各国マウス事情
パソコンの操作に使うマウス、英語でももちろん「mouse(=ネズミ)」ですが、ではその複数形は?と聞かれると、英語のネイティブスピーカーでも一瞬困ってしまいます。「ネズミ」の意の「mouse」の複数形は当然「mice(マイス)」ですが、これをそのまま当てはめるのはちょっと違和感があるようなのです。実際には次の3通りの言い方が使われています。
- 違和感は無視して「two mice」。
- 問題を避けて「two devices of mouse」。
- 素直に(?)「two mouses」。
というわけで、英語の試験で「mouse」の複数形を「mouses」と書いてしまって×をつけられても、先生に抗議してみる価値はありそうです。

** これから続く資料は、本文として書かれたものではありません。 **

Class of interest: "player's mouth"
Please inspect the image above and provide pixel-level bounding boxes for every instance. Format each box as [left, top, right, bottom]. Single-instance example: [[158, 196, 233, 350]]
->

ドイツ語では名詞に単複のみでなく性の区別があり、ことをさらに複雑にします。動物を表す単語にも「Hund(フント=犬)」は男性名詞、「Katze(カッツェ=猫)」は女性名詞と、実際の雌雄には関係の無い性区別があります。「mouse」にあたる「Maus(マウス)」は女性名詞。果たしてコンピューターのマウスにもこの法則を当てはめて良いのだろうか?との議論が起きるのだそうです。
それに比べて単複も性も無い日本語は平和だなぁ、というのは大間違い。私の過去の失敗談をご紹介して今回を締めくくりましょう。
会社のものを社外に持ち出すのに「持出証」なる書類がいるところもあると思います。私の会社の場合さらに「個数を単位もつけて記入するように」という掟も。当時新人だった私、パソコンのマウスを持ち出すときに単位を何にすべきか考え込んでしまいました。「個」は安易過ぎるし、かといって「台」は大げさだなぁ、などと迷った末、「1匹」と書いて提出したら、守衛のおじさんはカンカン。結局、課長印までもらって修正するハメに。ああ、ハズカシ…
そう、日本語には「単位」があるのです。
おまけ ― マウスに関する雑学を一つ。マウスの動きをコンピュータ本体に伝える信号の単位は、何と「mickey(ミッキー)」。1ミッキーはマウスが約1/200インチ移動したことを表します。なかなか遊び心のある単位ですね。